The future of health in/of Africa has long been the subject of concern, particularly in relation to infectious disease (re)emergence, the lack of material, human resources, debilitated hospital infrastructure, and the dehumanisation of healthcare provision. Consequently, the continent is a magnet for investments and speculations on smart health, digital apps, and technological devices. Building huge infrastructures also persists despite the uncertainty for their maintenance during an era of energy crises. So, how are hospitals transformed or bypassed at the interplay of medical capitalism, artificial intelligence, digitalisation, automation, blockchain and potentially Web? What conceptualises a ‘smart hospital’? Do we need more hospitals or none at all? How could we imagine more human(e) hospitals?

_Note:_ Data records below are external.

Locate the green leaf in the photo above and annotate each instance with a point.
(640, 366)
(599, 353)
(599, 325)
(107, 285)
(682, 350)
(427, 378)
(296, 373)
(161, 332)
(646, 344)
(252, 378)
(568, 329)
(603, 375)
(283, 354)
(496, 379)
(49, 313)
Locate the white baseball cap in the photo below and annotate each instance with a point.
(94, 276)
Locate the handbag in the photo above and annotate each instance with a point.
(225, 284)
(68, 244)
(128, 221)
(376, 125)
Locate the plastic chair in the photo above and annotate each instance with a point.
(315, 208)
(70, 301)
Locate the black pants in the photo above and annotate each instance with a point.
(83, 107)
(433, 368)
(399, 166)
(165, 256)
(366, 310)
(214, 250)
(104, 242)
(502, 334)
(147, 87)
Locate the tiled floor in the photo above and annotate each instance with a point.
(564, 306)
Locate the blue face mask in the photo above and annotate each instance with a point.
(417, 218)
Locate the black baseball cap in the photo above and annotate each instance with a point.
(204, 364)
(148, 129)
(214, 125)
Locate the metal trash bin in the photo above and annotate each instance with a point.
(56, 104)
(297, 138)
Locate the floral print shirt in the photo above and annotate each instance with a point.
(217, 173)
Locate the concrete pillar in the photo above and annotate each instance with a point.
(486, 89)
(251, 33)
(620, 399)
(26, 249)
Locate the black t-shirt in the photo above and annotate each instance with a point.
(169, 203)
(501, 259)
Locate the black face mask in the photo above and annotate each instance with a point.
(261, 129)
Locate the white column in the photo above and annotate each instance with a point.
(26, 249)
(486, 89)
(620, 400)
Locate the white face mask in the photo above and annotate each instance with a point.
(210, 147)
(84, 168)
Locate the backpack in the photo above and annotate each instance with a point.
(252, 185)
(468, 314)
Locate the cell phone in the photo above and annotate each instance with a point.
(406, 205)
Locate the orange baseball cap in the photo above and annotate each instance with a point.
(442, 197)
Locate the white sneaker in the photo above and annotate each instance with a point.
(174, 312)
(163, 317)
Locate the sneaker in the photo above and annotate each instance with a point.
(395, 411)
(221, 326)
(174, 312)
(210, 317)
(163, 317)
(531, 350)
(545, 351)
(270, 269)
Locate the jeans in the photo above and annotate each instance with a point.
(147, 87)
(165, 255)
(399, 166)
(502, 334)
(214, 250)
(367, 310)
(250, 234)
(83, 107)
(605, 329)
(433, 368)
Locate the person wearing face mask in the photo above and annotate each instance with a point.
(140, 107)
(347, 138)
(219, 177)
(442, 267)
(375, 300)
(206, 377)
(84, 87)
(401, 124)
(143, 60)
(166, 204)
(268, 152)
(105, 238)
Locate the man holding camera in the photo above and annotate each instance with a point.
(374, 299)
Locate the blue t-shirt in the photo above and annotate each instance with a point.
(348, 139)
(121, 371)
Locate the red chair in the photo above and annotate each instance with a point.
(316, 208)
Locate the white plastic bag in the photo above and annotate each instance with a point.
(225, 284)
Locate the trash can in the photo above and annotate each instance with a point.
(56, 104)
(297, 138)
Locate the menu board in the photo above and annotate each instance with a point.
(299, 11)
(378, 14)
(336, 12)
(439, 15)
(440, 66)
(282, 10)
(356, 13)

This panel is conveyed by Huma, the Institute for Humanities in Africa at the University of Cape Town. We are committed to propose new tools to think and imagine the #FutureHospitals in Africa and beyond its borders, in particular, the way AI seeks to transform and is currently transforming health care and hospitals today and in the future. As we conceptualise it, the hospital is a space open to encounters and participatory research approaches bringing new tools to imagine, create and challenge existing frames. We invite contributions from a wide range of disciplines - anthropology, sociology, philosophy, political science, literature/fiction, art and theatre or other activist and research practices that reimagine or contest existing scenarios. The future is a methodological tool and a prism for analysis on future forms of care, ethics, and the possibility of being human.